By Manda Collins
Publisher: St. Martin's Press
Release Date: January 31, 2012
Cecily Hurston has a goal—to dissipate the cloud of suspicion that surrounds her father since his return from Egypt without his secretary, William Dalton, brother of a duke. The first step in reaching her goal is to read her father’s journals, which are somewhere inside the Egyptian Explorer’s Club, a society that bars unmarried women. Cecily tries the direct route first, only to find herself summarily ejected from the club. Since the direct approach failed, Cecily is prepared to try indirect means—finding a husband who is a member of the club. The wives of club members are admitted. Unfortunately, from Cecily’s view at least, this means allowing her step-mother to transform an ugly duckling scholar into a proper miss with beauty enough to attract the right men.
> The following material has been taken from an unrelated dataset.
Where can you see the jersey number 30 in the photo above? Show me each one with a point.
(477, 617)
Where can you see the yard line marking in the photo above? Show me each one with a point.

Lucas Dalton, Duke of Winterson, has a goal—to find out what happened to his younger brother who disappeared while he was in Egypt with Viscount Hurston. He mishandles his first meeting with Cecily, who, is the closest he has come to contacting the man he holds responsible for his brother’s disappearance. He determines that he will make amends if by chance Miss Hurston should be one of the guests at the ball he plans to attend that evening. But he is unprepared for the green-eyed beauty in the latest fashion who has replaced the woman he initially mistook for an impoverished widow when he saw her outside the Egyptian Club.
It doesn’t take Winterson long to deduce Cecily’s marital plans, and for reasons he finds inexplicable he is offended by the idea of her succeeding in her plan. Despite his reservations, he agrees when days later Cecily proposes that he help her find the best man for her to marry among the membership of the Egyptian Club in exchange for her help in discovering what happened to Will. As they spend time together, a friendship develops between the two of them, and the attraction between them intensifies. But as they work to solve the mystery of his brother’s disappearance, the questions multiply—and so do the dangers. Someone is determined that the truth remain hidden at any cost.
Both Cecily and Winterson are engaging characters. Cecily combines two of my favorite heroine types—the scholar and the ugly duckling. Not only does she possess a native intelligence but she had the discipline and determination to develop her intellectual gifts against the expectations of her world and her father’s opposition. I found her transformation from dowdy to divine completely credible because it’s a matter of using the right clothes, the right colors, and the right haircut to reveal her best qualities. And what woman doesn’t know what a difference such things make. I was also delighted that one of her strengths, determination, intensifies to become one of her flaws, stubbornness. I often find in real life that strengths and weaknesses are like two sides of the same coin.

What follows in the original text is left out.